トレド翻訳学派(トレドほんやくがくは、英: Toledo School of Translators、西: Escuela de Traductores de Toledo)とは、12世紀から13世紀イベリア半島(スペイン)の都市トレドで行われた、書物のアラビア語からラテン語やスペイン語(カスティーリャ語)への翻訳活動、およびその翻訳者たちを指す。
12世紀から13世紀前半の歴代トレド大司教が支援した時期と、13世紀後半のアルフォンソ10世が支援した時期の、2つの時期に分けられる。
19世紀の歴史学者アマーブル・ジュールダン(英語版)により命名された。「12世紀ルネサンス」「大翻訳運動(英語版)」と重なる。
翻訳学校(トレド翻訳学校[7])、翻訳センター、トレドの翻訳者グループ、トレードの翻訳グループ、トレードの翻訳学派、トレド学派などともいう。
背景
前史
中世イベリア半島は、キリスト教国の西ゴート王国の支配の後、イスラム諸王朝の支配(アルアンダルス)を経て、キリスト教国のカスティーリャ王国などに再征服(レコンキスタ)された。
中世イスラム世界は、バグダードの「知恵の館」に象徴されるように、哲学・医学・数学・光学・天文学・占星術・錬金術(化学)などの学術が発達していた(イスラム黄金時代・イスラム科学)。その中で、アリストテレス・エウクレイデス・ガレノス・プトレマイオスといったギリシア古典のアラビア語訳注(英語版)も作られていた[注釈 1]。イベリア半島では後ウマイヤ朝のハカム2世以来、コルドバがバグダードと並ぶ学術都市として栄えていた。
半島中央の都市トレドは、西ゴート時代に首都および大司教座都市(トレド大司教座(英語版))となり、イスラム時代になっても主要都市として栄えていた。1031年、後ウマイヤ朝が滅びタイファ(群小王朝)時代になると、トレド王国(ズンヌーン朝(英語版))のマームーン(英語版)王[注釈 2]の治下で、トレドはコルドバと並ぶ学術都市となった。学者のザルカーリーやサーイド・アンダルスィー(英語版)[注釈 3]がトレドで活動し、図書館は書物で満たされた[注釈 4]。
1085年、カスティーリャ王国のアルフォンソ6世が、外交交渉により無血入城でトレドを再征服(英語版)した[注釈 5]。再征服後、トレドは同国の首都および大司教座都市となり[注釈 6]、イスラムの学術に関心や対抗心をもつ知識人がヨーロッパ各地から集まり、翻訳の拠点となった。
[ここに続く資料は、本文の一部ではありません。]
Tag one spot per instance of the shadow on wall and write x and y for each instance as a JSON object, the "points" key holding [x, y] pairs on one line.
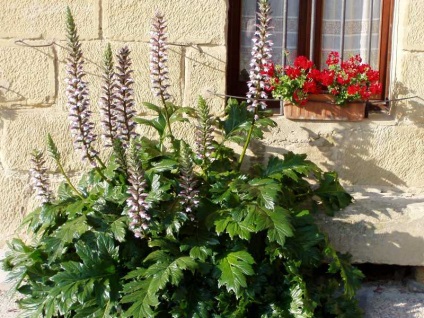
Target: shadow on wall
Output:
{"points": [[410, 109], [383, 228], [364, 242]]}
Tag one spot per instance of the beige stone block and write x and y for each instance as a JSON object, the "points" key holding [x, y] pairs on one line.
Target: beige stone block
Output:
{"points": [[382, 156], [14, 193], [204, 73], [410, 84], [363, 153], [413, 18], [380, 228], [93, 54], [35, 19], [27, 75], [193, 21], [27, 130]]}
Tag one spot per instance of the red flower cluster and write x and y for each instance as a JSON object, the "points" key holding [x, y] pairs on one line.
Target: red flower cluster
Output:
{"points": [[347, 80]]}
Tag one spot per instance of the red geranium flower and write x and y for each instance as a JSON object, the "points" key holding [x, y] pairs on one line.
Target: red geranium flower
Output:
{"points": [[333, 58], [310, 87], [353, 89], [292, 72], [375, 88], [303, 62], [373, 75], [327, 77]]}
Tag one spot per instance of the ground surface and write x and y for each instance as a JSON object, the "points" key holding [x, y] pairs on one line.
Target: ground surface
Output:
{"points": [[386, 300]]}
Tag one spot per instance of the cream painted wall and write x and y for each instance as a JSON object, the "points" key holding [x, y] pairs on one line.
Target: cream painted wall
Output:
{"points": [[384, 151]]}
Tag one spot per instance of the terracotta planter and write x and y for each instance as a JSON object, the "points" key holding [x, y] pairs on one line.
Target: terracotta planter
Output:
{"points": [[322, 107]]}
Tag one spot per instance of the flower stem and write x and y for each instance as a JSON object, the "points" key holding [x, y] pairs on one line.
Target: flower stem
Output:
{"points": [[68, 181], [249, 137], [168, 123]]}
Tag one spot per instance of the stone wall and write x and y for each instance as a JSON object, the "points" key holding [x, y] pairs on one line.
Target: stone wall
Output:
{"points": [[384, 152], [32, 72]]}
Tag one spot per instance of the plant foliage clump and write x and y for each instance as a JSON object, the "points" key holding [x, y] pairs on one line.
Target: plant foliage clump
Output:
{"points": [[161, 229]]}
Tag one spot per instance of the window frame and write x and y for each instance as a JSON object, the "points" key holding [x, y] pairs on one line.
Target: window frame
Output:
{"points": [[237, 87]]}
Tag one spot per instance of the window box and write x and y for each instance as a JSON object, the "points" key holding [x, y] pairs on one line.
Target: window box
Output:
{"points": [[322, 107]]}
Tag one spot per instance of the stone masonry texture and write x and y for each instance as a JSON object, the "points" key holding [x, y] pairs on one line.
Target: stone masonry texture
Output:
{"points": [[380, 159]]}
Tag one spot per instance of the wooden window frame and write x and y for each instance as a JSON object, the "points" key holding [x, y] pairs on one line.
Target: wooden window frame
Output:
{"points": [[239, 88]]}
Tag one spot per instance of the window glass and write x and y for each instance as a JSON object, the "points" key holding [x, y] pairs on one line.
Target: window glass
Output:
{"points": [[360, 32]]}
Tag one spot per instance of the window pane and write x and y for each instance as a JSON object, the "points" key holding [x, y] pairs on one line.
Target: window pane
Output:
{"points": [[248, 22], [361, 33]]}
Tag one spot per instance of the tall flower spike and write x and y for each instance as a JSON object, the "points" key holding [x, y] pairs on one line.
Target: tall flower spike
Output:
{"points": [[261, 55], [204, 131], [108, 100], [136, 202], [39, 179], [188, 194], [77, 94], [158, 58], [125, 100]]}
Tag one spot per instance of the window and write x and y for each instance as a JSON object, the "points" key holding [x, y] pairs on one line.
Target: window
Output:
{"points": [[312, 28]]}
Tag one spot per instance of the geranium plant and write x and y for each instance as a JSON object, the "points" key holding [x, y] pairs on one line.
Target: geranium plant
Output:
{"points": [[293, 83], [347, 81], [162, 228]]}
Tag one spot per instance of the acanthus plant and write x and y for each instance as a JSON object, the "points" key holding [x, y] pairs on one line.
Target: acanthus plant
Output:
{"points": [[173, 232]]}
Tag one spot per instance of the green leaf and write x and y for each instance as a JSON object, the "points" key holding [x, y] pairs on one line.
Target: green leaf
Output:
{"points": [[268, 190], [276, 221], [118, 228], [234, 267], [142, 302], [301, 306], [163, 165], [293, 166], [351, 276], [281, 227], [237, 115]]}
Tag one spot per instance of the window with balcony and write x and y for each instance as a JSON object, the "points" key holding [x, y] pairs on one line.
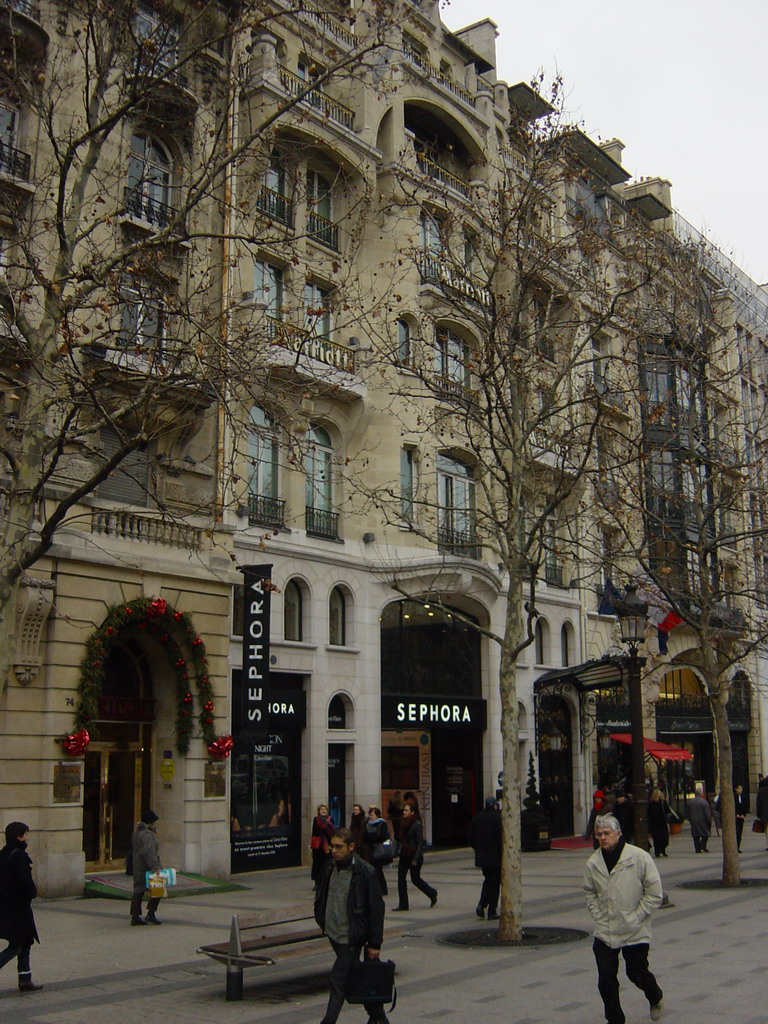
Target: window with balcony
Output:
{"points": [[408, 483], [337, 617], [320, 210], [273, 198], [12, 162], [148, 190], [456, 512], [321, 519], [267, 288], [317, 315], [452, 363], [264, 507], [143, 318], [293, 611], [158, 38]]}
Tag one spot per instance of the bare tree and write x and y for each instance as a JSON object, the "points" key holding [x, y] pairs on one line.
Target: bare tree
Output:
{"points": [[138, 308], [683, 479], [494, 382]]}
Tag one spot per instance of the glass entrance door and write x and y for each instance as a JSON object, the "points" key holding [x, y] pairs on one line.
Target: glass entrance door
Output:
{"points": [[112, 803]]}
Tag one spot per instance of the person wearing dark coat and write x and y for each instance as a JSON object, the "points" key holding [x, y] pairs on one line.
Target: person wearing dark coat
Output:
{"points": [[17, 890], [485, 840], [761, 806], [411, 859], [658, 826], [323, 829], [699, 815], [349, 908], [145, 850]]}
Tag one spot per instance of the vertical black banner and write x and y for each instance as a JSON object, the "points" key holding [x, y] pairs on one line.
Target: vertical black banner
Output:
{"points": [[253, 699]]}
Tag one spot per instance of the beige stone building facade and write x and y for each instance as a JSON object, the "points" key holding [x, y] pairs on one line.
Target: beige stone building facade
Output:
{"points": [[287, 357]]}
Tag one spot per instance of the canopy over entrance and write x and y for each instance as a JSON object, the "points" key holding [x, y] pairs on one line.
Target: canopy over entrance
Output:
{"points": [[663, 752]]}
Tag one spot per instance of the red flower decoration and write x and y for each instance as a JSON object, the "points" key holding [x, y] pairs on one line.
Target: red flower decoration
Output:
{"points": [[220, 748]]}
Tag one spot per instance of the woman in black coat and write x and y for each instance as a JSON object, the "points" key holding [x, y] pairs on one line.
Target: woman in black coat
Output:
{"points": [[16, 893], [412, 857]]}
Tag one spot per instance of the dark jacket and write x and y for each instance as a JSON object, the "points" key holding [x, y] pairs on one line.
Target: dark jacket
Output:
{"points": [[365, 906], [16, 893], [412, 840], [145, 854], [485, 838]]}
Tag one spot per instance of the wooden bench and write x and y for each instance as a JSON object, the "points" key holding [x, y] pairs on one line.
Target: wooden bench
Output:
{"points": [[249, 935]]}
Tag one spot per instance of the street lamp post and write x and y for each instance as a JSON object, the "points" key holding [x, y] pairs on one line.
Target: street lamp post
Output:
{"points": [[632, 619]]}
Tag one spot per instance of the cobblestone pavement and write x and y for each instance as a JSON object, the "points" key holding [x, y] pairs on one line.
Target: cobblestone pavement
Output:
{"points": [[708, 952]]}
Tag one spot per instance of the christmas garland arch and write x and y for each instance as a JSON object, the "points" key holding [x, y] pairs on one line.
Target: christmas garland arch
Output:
{"points": [[156, 617]]}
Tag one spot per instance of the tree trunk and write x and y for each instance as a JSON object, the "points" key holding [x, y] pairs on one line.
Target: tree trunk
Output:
{"points": [[510, 925]]}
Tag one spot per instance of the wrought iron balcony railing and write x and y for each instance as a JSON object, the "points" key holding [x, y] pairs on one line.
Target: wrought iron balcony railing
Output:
{"points": [[321, 522], [315, 97], [14, 162], [274, 205], [265, 511], [323, 229], [437, 172], [148, 209], [458, 542]]}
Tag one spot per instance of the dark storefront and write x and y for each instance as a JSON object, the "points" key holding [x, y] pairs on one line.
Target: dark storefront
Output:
{"points": [[433, 716]]}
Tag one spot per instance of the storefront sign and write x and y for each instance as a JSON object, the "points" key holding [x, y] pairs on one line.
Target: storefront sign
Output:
{"points": [[432, 713], [254, 695], [67, 779]]}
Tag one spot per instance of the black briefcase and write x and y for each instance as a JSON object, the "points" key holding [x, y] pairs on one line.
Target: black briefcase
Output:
{"points": [[372, 981]]}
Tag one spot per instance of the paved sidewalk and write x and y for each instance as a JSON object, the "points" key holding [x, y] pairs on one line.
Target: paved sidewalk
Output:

翻訳はトレドだけでなく、セビリャなどの他都市や[注釈 7]、ピレネー山脈を隔てた南フランス、イタリア[注釈 8]、シチリア[注釈 9]などでも行われた(12世紀ルネサンス・大翻訳運動(英語版))。同時代には十字軍国家もあったが、同地での翻訳は少なかった。翻訳行為自体は12世紀より前からあり、例えばギリシア古典は6世紀のボエティウス、アラビア医学書は11世紀のコンスタンティヌス・アフリカヌスが既に訳していた。
「三宗教の共存」か
イスラム諸王朝は異教徒(ズィンミー)を容認していたため[注釈 10]、再征服直後のトレドには、征服側のカトリック教徒だけでなく、アラブ化(英語版)したキリスト教徒(モサラベ)や、ユダヤ教徒(セファルディム)、残留イスラム教徒(ムデハル(英語版))が共存していた。中世後期には、モサラベの同化やユダヤ教徒とイスラム教徒の強制改宗(コンベルソ、モリスコ)が多くなるが、トレド翻訳学派の時代には、共存がまだ続いていた。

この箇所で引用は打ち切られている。